Now, we’re going to the play from last night’s game that pushed Denver’s lead to a mark that couldn’t be overcome. Jokic bullies Kristaps Porzingis backwards, and he won’t be denied from getting where he wants. Jrue Holiday sees Porzingis losing position, and he tries to come over and help. Again, that’s the mistake because Denver’s offense is set up for exactly that. Gordon is in the dunker spot awaiting the lob, and Jayson Tatum doesn’t cut him off in time. Even if he was able to deny Gordon, Jokic has a passing lane up top to Jamal Murray or to the corner for a wide-open Kentavious Caldwell-Pope. The best way to stop Denver in this position? Hope that your center can guard Jokic by himself.

Clear Out

So, you remember how I said that you have to hope your guy can guard Jokic one-on-one? Sometimes that just doesn’t work because Jokic is simply that good. On this play, it’s a one-on-one matchup between Jokic and Porzingis. He’s been a decent defender throughout his career, and he leads the Celtics’ starters in defensive rating per 100 possessions this season. It doesn’t matter. Jokic just steadily backs him down and has Kristaps grasping for straws and looking for answers.  

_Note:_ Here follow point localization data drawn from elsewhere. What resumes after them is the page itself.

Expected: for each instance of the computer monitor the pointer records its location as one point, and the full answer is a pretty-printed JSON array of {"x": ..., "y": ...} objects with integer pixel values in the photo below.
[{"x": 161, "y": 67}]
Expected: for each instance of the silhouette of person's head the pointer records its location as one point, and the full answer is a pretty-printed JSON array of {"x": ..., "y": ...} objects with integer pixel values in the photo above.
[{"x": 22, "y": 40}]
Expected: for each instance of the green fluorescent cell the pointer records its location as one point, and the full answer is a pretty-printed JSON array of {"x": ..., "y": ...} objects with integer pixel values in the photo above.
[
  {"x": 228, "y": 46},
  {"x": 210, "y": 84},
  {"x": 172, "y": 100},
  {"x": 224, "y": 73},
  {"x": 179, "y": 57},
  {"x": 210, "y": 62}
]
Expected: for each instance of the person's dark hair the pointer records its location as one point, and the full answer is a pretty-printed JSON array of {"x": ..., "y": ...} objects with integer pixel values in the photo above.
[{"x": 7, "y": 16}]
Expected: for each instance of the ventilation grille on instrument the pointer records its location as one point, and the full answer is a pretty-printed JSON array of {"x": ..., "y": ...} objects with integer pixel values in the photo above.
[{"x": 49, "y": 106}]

Here, it’s a tight game at home in a rematch of the NBA Finals. Jamal Murray left the game early with an injury, and he didn’t play at all in the second half. Jokic is being guarded on this play by Bam Adebayo, who has made second-team All-Defense in four straight seasons, and he’s played Jokic well in the past. He’s not receiving any help on this play, and this is truly a your best vs our best spot. Jokic gets down to the block before rotating into the lane for the hook shot over the outstretched hand of Adebayo. This gave Denver a six-point lead with under a minute remaining, and there was nothing left the Heat could do.

Surrounded by Shot Makers

This isn’t a shot that happens in the clutch minutes of the game, but I view it as a clutch basket nonetheless. The Lakers were in the middle of a 10-6 run in the fourth quarter, and, after trailing by seven early in the quarter, it was now a one-point game. The Nuggets couldn’t get any separation, and this shot gave them a little breathing room and sucked the air out of the room in a hostile environment. Murray uses the screen from Jokic to get Anthony Davis switched onto him, and he immediately starts driving laterally towards the rim. He stops on a dime, but Davis doesn’t stop that fast, and Murray buries the mid-range jumper. The two sides traded baskets down the stretch before Denver came away with the victory, but this shot’s importance flies under the radar.

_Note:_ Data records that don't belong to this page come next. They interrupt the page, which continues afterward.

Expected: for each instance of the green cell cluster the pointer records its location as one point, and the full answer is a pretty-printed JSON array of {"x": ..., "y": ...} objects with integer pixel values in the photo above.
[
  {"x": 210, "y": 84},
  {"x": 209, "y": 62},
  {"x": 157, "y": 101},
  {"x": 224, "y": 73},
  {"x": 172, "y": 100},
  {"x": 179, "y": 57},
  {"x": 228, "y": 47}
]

Our final clip of the day goes back to why you can’t just help onto Jokic whenever you want. Reaves is guarding Michael Porter Jr. near the left wing, and he sees Jokic in a vulnerable spot which prompts him to go for the steal. Then, almost as if he had eyes in the back of his head, Jokic rips the ball upwards at the perfect time before finding MPJ for the wide-open triple. That is your dagger. You had a chance for a big play, and you came up short. This may be because Jokic might actually be a wizard that can also use the force like a jedi and has eyes in the back of his head like your mom when you were a little kid. We’ll never know for sure. The main thing we know is that, when the games get tight during the playoffs, the Nuggets aren’t going to blink because they aren’t blinking now.